I'm always split when stories such as Mike's become public knowledge and are subsequently promoted in a sense.
On a personal level, I hope he gets better and potentially becomes the success story that seemingly everyone is hoping for. Considering the new-found emphasis on the dangers of opioid addiction in the media, perhaps that's what WWE is shooting for here by making Mike's story very public facing.
On a professional level, feel good stories like this are rather unfair to those who manage their careers without abusing drugs. What about the guys (or girls) working their hearts out, giving it their all to make it in WWE that doesn't include taking (let alone abusing) pain killers? Why should a guy like Mike get hot-shotted just because he messed up, got in over his head, and then got clean? Because it's topical?

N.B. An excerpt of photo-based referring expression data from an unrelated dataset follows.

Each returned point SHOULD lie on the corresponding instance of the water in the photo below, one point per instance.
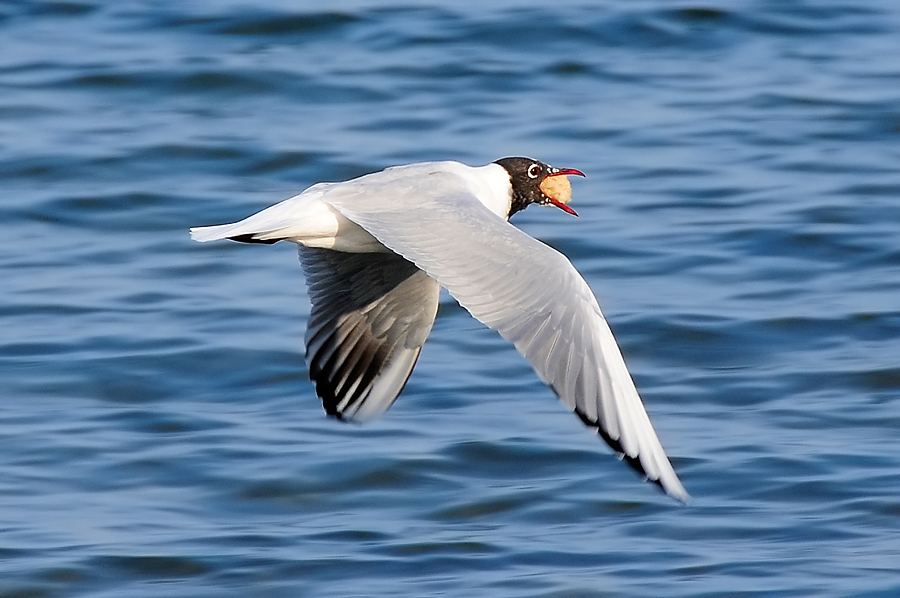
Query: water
(738, 223)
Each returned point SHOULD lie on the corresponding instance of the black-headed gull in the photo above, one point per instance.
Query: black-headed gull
(377, 249)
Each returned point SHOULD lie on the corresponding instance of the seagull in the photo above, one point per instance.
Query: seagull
(377, 249)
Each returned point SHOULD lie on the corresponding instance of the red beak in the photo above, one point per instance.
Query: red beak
(567, 171)
(559, 204)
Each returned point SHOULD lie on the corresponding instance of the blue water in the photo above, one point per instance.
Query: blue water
(739, 224)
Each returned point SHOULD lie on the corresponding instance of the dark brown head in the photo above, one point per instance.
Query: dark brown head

This whole situation also makes me ponder WWE's so-called wellness policy. Mike didn't sign with WWE and then get hooked on pain killers. Like most drug problems, this was probably something that was brewing for months beforehand, possibly (probably?) years. I'd think that upon entry, WWE would've done a drug test on him and found opioids in his system. Perhaps they give incoming talent a "grace period" of sorts since what might be acceptable in other wrestling environments is likely not so in WWE for their full time talent.
In any case, I hope the guy gets better and is allowed to continue living out his dream. I just hope that upon his successful return, it's not at the expense of another hard-working talent simply because Mike has a topical, hot-button story.